Materials and methods
Chemicals
Everolimus (RAD001) was provided by novartis (Basel,
Switzerland). Paclitaxel was purchased from Wako Pure Chemical
Industries, Ltd. (Osaka, Japan).
Cell lines and cell cultures
We used a panel of 8 authentic human ATC cell lines,
including 2 cell lines (OCUT-2 and ACT-1) that were used in our
previous experiment (7). OCUT-1-6
were established and characterized in our laboratory. A mutation of
B-Raf V600E was found in OCUT-1-5 and a N-Ras mutation was found in
the OCUT-6 and ACT-1 cell lines (9).
OCUT-2 was known to carry a mutation of the PI3CA gene (8). ACT-1 was kindly provided by Dr S. Ohata
of Tokushima University. Each cell line was cultured in Dulbecco's
Modified Eagle's Medium (DMEM) supplemented with 10% fetal bovine
serum (FBS), 100 IU/ml penicillin and 100 mg/ml streptomycin at
37°C with 5% CO2 in a humidified incubator.
MTT assay
The inhibitory effects of everolimus on the
viability of these cell lines were measured by the MTT assay
(7). Cells (1×103) were
seeded in each well of a 96-well plastic culture plate and left
overnight under the same conditions. The cells were then treated
with the intended doses of everolimus for 3 days. After the
incubation period, MTT was added to a final concentration of 0.5
mg/ml and the cells were incubated again for 2 h under the same
conditions. The culture plate was centrifuged at 200 × g for 5 min
and the supernatant was removed. Dimethyl sulfoxide was added for
reaction and the absorbency was measured with a model 550
microplate reader (Bio-Rad Laboratories, Hercules, CA, USA) and
calculated using the supplied software. The experiments were
performed three times independently, in triplicate each time and
the average values of the three independent experiments were
calculated.
The effect of everolimus on cell viability following
paclitaxel treatment was also measured by the MTT assay. OCUT-2
cells were exposed to 1 nM of everolimus 1 h before, concomitantly,
or 1 h after treatment with 1–100 nM of paclitaxel for 72 h.
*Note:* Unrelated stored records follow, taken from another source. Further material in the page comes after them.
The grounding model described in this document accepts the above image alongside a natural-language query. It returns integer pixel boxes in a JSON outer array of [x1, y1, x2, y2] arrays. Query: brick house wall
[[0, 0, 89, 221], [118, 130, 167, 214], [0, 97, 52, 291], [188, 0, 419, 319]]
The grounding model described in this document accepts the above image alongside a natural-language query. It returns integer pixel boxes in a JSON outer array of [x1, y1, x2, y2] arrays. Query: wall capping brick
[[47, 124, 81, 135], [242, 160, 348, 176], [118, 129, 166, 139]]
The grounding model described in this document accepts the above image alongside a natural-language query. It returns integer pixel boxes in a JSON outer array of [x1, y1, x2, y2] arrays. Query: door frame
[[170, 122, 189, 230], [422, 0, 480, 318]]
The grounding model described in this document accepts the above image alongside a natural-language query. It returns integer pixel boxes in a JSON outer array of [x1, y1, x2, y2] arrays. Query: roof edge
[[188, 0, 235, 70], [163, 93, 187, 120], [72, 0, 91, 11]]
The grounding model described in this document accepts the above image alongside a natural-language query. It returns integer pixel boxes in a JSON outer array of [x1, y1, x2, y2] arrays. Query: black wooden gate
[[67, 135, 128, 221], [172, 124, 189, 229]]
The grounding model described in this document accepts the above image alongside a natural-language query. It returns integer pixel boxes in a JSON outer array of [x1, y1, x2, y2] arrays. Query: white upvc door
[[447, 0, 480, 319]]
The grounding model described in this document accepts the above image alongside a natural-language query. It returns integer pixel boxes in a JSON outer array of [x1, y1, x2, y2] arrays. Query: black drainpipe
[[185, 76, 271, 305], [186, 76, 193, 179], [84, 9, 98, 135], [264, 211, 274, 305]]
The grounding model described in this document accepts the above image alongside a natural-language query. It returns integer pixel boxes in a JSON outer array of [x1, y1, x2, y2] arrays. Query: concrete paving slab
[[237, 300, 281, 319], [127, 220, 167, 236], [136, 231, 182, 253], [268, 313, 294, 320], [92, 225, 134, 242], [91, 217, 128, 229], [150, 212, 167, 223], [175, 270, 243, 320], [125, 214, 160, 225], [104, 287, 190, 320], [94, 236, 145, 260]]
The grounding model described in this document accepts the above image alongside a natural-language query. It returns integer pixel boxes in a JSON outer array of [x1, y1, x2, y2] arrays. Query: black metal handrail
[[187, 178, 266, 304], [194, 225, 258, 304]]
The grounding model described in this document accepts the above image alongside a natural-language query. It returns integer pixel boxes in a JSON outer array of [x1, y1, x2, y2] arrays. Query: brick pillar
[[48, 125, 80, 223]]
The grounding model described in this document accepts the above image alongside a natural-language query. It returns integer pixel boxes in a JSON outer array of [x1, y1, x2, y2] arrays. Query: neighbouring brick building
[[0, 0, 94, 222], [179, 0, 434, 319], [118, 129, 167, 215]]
Effect of everolimus on tumor cell
proliferation under EGF stimulation in vitro
Cells (5×104) were spread onto a 10-mm
plastic dish and left overnight. The cells were then cultured in
DMEM without FBS. One nmol of EGF (no. 26190U, Upstate, Lake
Placid, NY, USA) was added to a plate to stimulate the EGFR of the
cells. The efficacy of everolimus (1 and 10 nM) was investigated by
immediate addition following EGF exposure. The cells were counted
after 48 h of incubation. The experiments were performed
independently in triplicate.
Cell cycle analysis by flow
cytometry
Flow cytometry was used to measure the DNA content
of individual cells, which allowed us to assess the cell-cycle
profiles of the cells treated with everolimus. In preparation for
flow cytometry, cells treated with 2 nM of everolimus for 16–72 h
were collected following brief trypsinization, washed with
phosphate-buffered saline and fixed with 70% cold ethanol. The
samples were then treated with ribonuclease (R6513; Sigma-Aldrich
Corp., Saint Louis, MO, USA), stained with 10 mg/ml propidium
iodide and analyzed by a facscan cell sorter (Becton Dickinson,
Mountain View, CA, USA). Cell cycle distributions were quantified
using Cellquest software (Becton Dickinson).
Results
Growth inhibitory effect of
everolimus
A similar growth inhibitory effect of everolimus was
observed in all the cell lines, except for OCUT-2. The 30 and 50%
inhibitory concentrations of everolimus ranged from 8.4 to 23.5 and
from 19 to >100 nM, respectively (Table I). However, in OCUT-2, everolimus
achieved a significant growth inhibition compared to that in other
cell lines, with 30 and 50% inhibitory concentrations of 0.8 and 5
nM, respectively. The maximal growth inhibitory effect of
everolimus on OCUT-2 cells was demonstrated at the concentration of
~20 nM, where ~60% of the cells were growth-inhibited and no
further effect was observed by increasing the concentration
(Fig. 1). There was a significant
difference in the sensitivity to everolimus between the ACT-1 and
OCUT-1, −3, −4, −5 and −6 cell lines (data not shown).
 | Table I.Inhibitory concentrations (30 and 50%)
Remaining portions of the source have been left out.